I agree entirely with your last sentence when you say "the car is the reason they aren’t competing for this championship or even for wins." Even since the departure of Schumacher and Raikkonen Ferrari has never really had a dominating car capable of winning a championship for the driver. The list of drivers that you quote contains three previous champions with other teams,but none ever did it for Ferrari. This surely suggests that the car is the reason and Elkann needs a reality check.
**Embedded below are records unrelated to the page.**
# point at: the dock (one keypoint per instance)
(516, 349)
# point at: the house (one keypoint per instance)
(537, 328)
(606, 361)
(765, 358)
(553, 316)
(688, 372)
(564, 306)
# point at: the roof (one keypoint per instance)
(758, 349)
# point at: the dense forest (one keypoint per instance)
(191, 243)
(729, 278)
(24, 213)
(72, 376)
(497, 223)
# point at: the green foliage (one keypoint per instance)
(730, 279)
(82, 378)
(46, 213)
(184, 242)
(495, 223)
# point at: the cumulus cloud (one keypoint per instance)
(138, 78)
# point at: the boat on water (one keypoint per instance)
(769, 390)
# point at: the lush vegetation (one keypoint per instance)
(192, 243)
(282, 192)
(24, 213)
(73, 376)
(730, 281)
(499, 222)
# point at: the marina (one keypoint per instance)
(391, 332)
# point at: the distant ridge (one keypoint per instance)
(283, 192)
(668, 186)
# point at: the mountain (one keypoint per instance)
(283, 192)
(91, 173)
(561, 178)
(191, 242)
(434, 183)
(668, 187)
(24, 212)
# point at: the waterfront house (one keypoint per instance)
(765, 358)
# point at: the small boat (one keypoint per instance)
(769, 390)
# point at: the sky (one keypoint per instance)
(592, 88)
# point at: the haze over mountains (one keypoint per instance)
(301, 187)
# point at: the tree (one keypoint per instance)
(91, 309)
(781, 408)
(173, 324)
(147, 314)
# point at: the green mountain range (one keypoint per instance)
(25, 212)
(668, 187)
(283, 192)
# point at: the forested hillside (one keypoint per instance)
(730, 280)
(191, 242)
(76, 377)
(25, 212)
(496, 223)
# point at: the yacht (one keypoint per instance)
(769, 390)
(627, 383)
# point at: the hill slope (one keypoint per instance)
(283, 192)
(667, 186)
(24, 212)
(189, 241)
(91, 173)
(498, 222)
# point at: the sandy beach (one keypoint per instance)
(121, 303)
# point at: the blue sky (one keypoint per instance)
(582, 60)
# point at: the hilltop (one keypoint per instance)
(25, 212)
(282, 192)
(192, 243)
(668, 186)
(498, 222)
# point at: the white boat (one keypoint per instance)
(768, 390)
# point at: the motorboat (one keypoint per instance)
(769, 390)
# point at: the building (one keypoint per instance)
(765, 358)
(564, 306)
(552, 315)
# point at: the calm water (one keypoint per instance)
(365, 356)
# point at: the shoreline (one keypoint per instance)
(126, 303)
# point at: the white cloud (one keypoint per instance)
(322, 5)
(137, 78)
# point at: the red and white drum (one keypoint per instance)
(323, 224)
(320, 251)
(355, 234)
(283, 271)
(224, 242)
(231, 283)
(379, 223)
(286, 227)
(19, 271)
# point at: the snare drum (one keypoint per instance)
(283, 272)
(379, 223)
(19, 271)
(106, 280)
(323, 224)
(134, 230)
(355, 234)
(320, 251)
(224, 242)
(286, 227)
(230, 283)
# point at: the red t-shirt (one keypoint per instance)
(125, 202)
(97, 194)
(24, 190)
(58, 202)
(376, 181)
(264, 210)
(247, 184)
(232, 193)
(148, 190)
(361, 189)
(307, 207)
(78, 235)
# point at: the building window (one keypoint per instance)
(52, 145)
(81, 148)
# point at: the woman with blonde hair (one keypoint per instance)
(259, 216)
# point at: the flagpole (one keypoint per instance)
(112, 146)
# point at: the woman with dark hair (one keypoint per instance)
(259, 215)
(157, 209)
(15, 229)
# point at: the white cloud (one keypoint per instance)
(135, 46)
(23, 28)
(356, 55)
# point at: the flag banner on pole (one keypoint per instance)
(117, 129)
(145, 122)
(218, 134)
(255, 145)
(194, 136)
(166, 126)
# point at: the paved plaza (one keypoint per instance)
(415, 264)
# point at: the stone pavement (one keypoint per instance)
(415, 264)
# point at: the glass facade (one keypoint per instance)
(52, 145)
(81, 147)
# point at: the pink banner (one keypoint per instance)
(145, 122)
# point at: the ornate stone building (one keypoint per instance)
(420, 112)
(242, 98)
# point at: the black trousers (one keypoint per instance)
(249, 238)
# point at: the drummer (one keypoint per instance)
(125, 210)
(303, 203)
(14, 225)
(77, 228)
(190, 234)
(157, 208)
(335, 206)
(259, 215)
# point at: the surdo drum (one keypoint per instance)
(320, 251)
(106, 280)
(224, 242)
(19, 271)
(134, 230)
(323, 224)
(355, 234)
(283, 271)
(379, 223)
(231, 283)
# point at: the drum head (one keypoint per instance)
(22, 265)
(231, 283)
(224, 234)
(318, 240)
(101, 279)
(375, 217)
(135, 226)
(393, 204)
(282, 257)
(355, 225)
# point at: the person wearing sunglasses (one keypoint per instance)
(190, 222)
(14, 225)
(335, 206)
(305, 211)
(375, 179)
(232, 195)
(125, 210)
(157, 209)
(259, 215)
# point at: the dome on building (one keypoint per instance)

Cool looking black Ferrari that Perez drove in a test at Imola on Thursday. No sponsors no adds just a bit of yellow on wheel brows. please log in to view this image
I’d say even the 2007/2008 cars were only competitive, certainly in 2007 McLaren for sure had the better car. 2008 is hard to read because Raikkonen dropped off so much that Massa became the lead Ferrari driver and Hamilton made quite a lot of mistakes which created a fight of what should have been an easy McLaren win. In a world where Alonso doesn’t fall out with McLaren, my impression is that he adapts increasingly to the Bridgestones, wins 2007 (just) and 2008 (not dominant, but never really in doubt), Hamilton takes a bunch of wins and Raikonnen stays motivated cleans up the rest. Ferrari is occasionally the best car at some races, but not consistently enough to really expect a Championship in either year. If I were a Ferrari fan, I think what I’d be most disappointed in is that that there’s no synergy where they make each other stronger and build something together. RedBull have done this spectacularly with Vettel and Verstappen and even to a lesser extent Riccardo, Merc seem to be doing it with Russell despite their challenges in the GE era. It was happening a bit with Sainz, but I don’t think it was ever going to get to a Championship level. Despite their obvious love Charles and Ferrari have for each other, I don’t see it there either. The only time in my lifetime they have done that is with Schumacher. Maybe this is just another way to express Jazz’s “pulling in the same direction point”, but it also makes me think “does that come from team, driver or both?” My feeling is that the driver is an important part, certainly when I think about Schumacher, Verstappen and Russell, that seems clearly true - maybe that’s where Elkan is coming from “it’s not worked this year, but we need you to engage and build something for the future and I’m not seeing that”?